Wm. Cates / Monterey
A stunned crowd watches as the car blows through the light, clips a truck, and flips onto its top before sliding into the decorations adorning the median. As upturned wheels spin, a severely injured reindeer nods its 200-watt head over the wreckage. A nearby policeman runs to the scene, not relishing what he might discover. “Are you hurt?” he says, looking through the shattered windshield at the forlorn figure hanging by his seatbelt. The driver doesn’t answer. He’s talking into his cell phone with one hand and holding his still upright and un-spilled eggnog latte in the other.
Ken Jones / Pacific Grove
MOM IN WINTER
My mother was the canning queen. Every year, she compressed a quarter acre of garden into an intricately labeled battalion of mason jars. It was more than any family could eat, but she labored over that unwieldly pressure cooker for weeks. Perhaps she sensed the cancer before the doctors found it, and she was frantically trying to store as much of her as possible for the cold winter ahead when there would be no mother to tend our growing seasons. We were unaware, then, as each lid popped and sealed, that another quart of motherly love had been preserved for us.
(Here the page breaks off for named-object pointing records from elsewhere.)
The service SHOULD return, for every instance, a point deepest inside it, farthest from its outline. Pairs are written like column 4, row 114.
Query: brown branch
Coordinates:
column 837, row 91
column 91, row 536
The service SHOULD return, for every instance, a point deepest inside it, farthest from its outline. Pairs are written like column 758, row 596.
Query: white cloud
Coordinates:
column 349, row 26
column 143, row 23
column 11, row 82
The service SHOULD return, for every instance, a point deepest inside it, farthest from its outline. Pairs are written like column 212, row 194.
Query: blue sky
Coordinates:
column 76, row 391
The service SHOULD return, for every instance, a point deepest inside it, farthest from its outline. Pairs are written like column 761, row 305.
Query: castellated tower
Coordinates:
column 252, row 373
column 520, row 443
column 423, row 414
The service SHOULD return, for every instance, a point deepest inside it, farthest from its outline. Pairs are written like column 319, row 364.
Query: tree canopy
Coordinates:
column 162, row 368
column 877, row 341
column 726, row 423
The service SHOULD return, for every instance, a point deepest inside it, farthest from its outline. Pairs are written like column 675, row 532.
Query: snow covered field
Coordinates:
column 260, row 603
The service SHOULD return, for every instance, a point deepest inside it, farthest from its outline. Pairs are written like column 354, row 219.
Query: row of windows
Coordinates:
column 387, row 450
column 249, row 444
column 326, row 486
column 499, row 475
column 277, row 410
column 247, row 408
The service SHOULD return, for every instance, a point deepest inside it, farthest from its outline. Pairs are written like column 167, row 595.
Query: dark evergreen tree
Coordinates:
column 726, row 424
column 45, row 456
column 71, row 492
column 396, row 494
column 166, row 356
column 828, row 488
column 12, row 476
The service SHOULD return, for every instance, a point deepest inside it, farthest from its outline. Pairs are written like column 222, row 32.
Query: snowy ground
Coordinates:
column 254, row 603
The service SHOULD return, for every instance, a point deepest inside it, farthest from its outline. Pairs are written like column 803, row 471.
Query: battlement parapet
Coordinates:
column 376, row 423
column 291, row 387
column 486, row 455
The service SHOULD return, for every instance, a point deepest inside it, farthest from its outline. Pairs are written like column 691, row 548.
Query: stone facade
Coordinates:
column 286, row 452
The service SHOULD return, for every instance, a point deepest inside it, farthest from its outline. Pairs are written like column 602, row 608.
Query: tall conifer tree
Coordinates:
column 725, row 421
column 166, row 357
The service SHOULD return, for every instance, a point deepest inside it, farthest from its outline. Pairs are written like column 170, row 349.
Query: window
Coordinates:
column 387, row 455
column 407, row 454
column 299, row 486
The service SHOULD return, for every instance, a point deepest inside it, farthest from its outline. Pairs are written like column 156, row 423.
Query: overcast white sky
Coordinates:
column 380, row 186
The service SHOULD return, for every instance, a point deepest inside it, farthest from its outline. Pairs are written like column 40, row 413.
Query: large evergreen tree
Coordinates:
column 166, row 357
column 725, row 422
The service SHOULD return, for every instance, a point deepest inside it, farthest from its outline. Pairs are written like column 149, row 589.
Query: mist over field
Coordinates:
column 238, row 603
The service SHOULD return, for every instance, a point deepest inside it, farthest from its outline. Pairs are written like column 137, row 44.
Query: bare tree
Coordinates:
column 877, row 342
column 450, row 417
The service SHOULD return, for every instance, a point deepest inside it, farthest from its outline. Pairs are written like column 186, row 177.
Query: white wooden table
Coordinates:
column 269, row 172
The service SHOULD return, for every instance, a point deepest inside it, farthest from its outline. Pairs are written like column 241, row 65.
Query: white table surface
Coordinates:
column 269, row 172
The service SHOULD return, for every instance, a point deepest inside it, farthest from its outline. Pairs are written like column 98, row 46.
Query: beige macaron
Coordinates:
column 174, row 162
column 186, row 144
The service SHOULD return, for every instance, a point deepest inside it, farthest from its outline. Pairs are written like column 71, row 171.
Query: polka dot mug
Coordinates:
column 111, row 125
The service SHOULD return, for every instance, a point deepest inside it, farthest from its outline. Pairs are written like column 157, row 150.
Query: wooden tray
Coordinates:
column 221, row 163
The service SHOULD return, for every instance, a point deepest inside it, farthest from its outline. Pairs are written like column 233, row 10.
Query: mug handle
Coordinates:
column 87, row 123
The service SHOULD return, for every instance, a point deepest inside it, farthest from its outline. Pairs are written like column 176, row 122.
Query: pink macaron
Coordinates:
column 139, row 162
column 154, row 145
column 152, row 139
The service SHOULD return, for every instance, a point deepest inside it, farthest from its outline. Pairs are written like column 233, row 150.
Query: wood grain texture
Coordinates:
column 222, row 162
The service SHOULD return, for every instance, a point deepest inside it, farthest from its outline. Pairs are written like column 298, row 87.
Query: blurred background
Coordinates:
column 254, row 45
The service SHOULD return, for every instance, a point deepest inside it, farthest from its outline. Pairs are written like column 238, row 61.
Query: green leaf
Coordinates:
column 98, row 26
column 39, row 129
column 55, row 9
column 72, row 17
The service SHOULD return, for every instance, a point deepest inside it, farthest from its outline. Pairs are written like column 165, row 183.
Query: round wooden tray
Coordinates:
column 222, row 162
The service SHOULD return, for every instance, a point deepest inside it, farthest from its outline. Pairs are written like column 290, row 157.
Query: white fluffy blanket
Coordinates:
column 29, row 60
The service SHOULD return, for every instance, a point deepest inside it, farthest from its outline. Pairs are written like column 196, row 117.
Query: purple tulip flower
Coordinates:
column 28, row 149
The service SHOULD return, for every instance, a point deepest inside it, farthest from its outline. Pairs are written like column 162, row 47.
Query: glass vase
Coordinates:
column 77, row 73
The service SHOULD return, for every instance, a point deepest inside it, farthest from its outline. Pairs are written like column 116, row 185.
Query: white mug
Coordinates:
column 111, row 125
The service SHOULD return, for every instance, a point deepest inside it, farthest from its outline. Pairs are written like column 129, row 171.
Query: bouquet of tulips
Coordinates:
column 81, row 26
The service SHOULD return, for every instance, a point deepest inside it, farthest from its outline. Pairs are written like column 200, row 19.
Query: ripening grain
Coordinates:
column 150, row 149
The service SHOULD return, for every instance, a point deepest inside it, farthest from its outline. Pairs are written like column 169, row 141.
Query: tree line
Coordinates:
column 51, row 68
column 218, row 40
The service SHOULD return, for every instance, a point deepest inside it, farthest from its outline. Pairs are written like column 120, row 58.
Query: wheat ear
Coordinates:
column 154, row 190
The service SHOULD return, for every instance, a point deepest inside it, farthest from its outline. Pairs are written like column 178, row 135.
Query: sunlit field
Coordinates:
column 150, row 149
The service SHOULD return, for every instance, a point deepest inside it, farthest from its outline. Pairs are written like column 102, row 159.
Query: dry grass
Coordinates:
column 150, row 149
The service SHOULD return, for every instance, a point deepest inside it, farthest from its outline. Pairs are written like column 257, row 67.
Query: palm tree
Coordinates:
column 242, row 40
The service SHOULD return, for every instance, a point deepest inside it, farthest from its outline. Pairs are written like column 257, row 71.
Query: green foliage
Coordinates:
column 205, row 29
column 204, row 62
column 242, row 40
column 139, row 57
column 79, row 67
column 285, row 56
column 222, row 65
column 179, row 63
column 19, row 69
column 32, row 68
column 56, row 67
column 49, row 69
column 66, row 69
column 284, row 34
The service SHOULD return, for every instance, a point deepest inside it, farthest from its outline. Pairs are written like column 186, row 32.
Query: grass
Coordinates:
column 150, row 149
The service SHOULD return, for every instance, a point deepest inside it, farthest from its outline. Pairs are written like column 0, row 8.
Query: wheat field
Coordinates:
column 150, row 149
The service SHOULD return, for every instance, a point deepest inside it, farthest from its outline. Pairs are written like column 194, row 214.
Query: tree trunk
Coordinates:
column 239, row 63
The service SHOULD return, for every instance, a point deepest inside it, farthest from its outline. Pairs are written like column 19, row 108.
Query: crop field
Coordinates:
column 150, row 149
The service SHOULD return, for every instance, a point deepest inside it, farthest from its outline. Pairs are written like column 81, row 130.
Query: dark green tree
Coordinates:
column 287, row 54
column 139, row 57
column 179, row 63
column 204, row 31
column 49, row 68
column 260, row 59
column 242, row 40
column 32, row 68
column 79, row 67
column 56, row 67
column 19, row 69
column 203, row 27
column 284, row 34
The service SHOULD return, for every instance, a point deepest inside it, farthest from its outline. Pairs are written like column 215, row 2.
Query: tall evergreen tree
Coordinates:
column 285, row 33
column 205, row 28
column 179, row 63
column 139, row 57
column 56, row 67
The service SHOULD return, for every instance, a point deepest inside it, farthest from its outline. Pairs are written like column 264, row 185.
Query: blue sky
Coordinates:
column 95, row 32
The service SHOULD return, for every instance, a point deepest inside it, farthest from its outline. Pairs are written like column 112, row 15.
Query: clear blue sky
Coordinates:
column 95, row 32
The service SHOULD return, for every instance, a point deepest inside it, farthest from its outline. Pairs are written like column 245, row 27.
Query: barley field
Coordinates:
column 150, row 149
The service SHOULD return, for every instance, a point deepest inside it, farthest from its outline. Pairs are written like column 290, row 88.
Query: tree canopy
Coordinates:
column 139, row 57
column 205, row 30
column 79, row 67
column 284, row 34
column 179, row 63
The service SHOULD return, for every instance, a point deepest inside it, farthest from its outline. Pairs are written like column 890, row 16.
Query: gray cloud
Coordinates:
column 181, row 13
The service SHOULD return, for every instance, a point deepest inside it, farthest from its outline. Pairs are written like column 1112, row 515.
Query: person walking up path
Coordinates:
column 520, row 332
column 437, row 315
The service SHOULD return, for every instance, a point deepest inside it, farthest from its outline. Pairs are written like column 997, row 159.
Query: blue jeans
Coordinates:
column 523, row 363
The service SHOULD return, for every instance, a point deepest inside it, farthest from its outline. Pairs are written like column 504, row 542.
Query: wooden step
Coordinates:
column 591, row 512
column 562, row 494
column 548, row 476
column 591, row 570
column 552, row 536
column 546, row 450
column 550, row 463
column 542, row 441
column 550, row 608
Michael Whalen / Pacific Grove
I have my grandmother’s hands. As a girl, I used to spend hours sitting next to her watching her file her nails. We’d chat about the day, or the cats, or the weather, or school. Occasionally she would braid my hair. It never occurred to me to ask her who her grandmother was, or what they used to do together, or whether she was happy, or whether she loved deeply, or whether she had regrets or longings, and if so, what those might be. It never occurred to me to ask her if she had her grandmother’s hands. Why didn’t I?
Deirdre Whalen / Pacific Grove
Thick air enclosed the subway station, more heat than the sidewalk above. A well-groomed, well-dressed black man stood alone, an instrument in his hand. His shiny sax gleamed gold, stood out, appendage to his right hand. Without a sign, he raised the sax, and played a long cool note. The tone peeled through the steam and dirt, like a dip in a cold, green pool. I wiped my brow with the back of my hand, and left him five dollars, thanking him with a nod. He bowed from the waist, then played another, following me into the subway car.